Ratings agencies have said that a bond repayment that materially disadvantages bondholders would be considered a default. Key details, such as interest rates and any collateral provisions, are lacking from what Germany has proposed, but it is hard to see how bondholders could agree to an extension at the lower rates that were current several years ago, given the clear risk of default. Higher rates that markets are demanding now to compensate for the added risk are what have made it impossible for Greece to borrow.
"No credit event," Trichet repeated at his monthly news conference Thursday when asked about the German demand, using the technical term for a default ruling by credit agencies. Anything that brings that on would be "an enormous mistake," he said.
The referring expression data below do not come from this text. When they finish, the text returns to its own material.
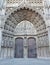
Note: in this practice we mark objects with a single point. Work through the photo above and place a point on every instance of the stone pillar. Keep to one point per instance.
(0, 37)
(49, 35)
(25, 48)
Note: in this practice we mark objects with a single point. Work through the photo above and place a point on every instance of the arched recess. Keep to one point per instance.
(32, 49)
(35, 18)
(18, 48)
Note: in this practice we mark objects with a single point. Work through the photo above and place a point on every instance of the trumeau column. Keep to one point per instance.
(25, 48)
(49, 35)
(0, 37)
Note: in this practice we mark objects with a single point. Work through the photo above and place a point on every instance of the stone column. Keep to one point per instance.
(49, 35)
(0, 37)
(25, 48)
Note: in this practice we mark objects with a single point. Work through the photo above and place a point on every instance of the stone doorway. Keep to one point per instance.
(25, 48)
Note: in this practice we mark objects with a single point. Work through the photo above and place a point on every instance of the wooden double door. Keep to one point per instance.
(29, 45)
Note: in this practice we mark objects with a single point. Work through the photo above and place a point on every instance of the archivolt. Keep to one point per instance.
(25, 14)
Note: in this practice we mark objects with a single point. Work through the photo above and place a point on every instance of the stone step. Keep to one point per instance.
(24, 61)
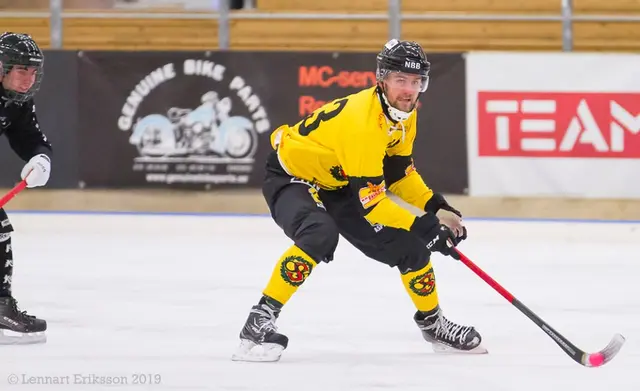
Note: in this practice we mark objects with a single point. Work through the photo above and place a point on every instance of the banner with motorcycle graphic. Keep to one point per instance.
(203, 119)
(183, 119)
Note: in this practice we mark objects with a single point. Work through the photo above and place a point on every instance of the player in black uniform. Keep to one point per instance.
(20, 75)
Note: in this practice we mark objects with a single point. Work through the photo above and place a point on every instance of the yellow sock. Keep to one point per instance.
(421, 286)
(290, 272)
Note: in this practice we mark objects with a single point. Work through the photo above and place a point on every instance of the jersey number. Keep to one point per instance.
(323, 116)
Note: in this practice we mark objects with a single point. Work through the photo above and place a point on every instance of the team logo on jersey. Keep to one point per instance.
(295, 270)
(424, 284)
(371, 194)
(410, 168)
(203, 127)
(338, 173)
(316, 197)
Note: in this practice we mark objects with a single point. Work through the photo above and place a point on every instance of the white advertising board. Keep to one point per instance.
(553, 124)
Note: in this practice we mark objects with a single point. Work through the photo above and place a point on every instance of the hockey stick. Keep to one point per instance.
(579, 356)
(13, 192)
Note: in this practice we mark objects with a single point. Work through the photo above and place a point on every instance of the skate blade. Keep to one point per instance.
(444, 349)
(252, 352)
(9, 337)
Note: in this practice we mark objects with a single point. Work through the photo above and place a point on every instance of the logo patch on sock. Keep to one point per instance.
(295, 270)
(423, 284)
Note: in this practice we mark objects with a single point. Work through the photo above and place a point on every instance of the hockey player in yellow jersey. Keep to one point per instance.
(328, 176)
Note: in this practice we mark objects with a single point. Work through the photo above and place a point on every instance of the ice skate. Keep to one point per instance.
(448, 337)
(17, 327)
(259, 339)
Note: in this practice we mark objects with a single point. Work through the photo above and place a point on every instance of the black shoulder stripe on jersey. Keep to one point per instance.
(368, 190)
(395, 168)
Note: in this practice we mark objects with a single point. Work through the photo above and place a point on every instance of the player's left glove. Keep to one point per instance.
(37, 171)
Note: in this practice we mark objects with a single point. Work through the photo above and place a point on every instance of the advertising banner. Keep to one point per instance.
(203, 119)
(562, 124)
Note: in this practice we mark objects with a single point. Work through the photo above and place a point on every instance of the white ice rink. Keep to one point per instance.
(167, 295)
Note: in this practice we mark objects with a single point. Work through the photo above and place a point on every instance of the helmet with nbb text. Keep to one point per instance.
(20, 53)
(404, 57)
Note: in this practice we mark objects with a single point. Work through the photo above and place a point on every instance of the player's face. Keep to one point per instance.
(20, 78)
(402, 90)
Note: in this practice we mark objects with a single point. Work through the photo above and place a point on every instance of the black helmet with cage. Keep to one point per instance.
(406, 57)
(20, 51)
The euro slid in the wake of his remarks and uncompromising tone.
The banks says that any kind of default could worsen the financial crisis and spread more market turmoil. Greece, Portugal and Ireland have all been bailed out by the European Union and the International Monetary Fund after bond markets refused to lend them more money at less than exorbitant interest rates.
Schaeuble said that he took the ECB's warnings "very seriously." He said a group of officials from the IMF, ECB and the European Union's executive Commission would work to find the "fine line between quantifiable participation by the private sector and avoiding negative consequences on financial markets."
He said a solution would have to be supported by the ECB.
Yet ratings agencies have made clear that it will be difficult to craft a change in the terms of Greece's debt that does not lead to a ruling of default. Key elements are whether any change costs bond holders money, not just in lost principal but in foregoing higher rates of interest as well.
A default rating on Greece would put the ECB, and Greek banks, in a very tough spot, since the ECB says it will in that case no longer take Greek government bonds as collateral for emergency loans to banks. That could bring down Greece's banks — a catastrophic outcome that has economists openly dismissing the possibility that the bank would carry through on its threat.
Some analysts think that, by not ruling out a voluntary debt exchange or rollover, the ECB is subtly leaving itself room in case it has to retreat.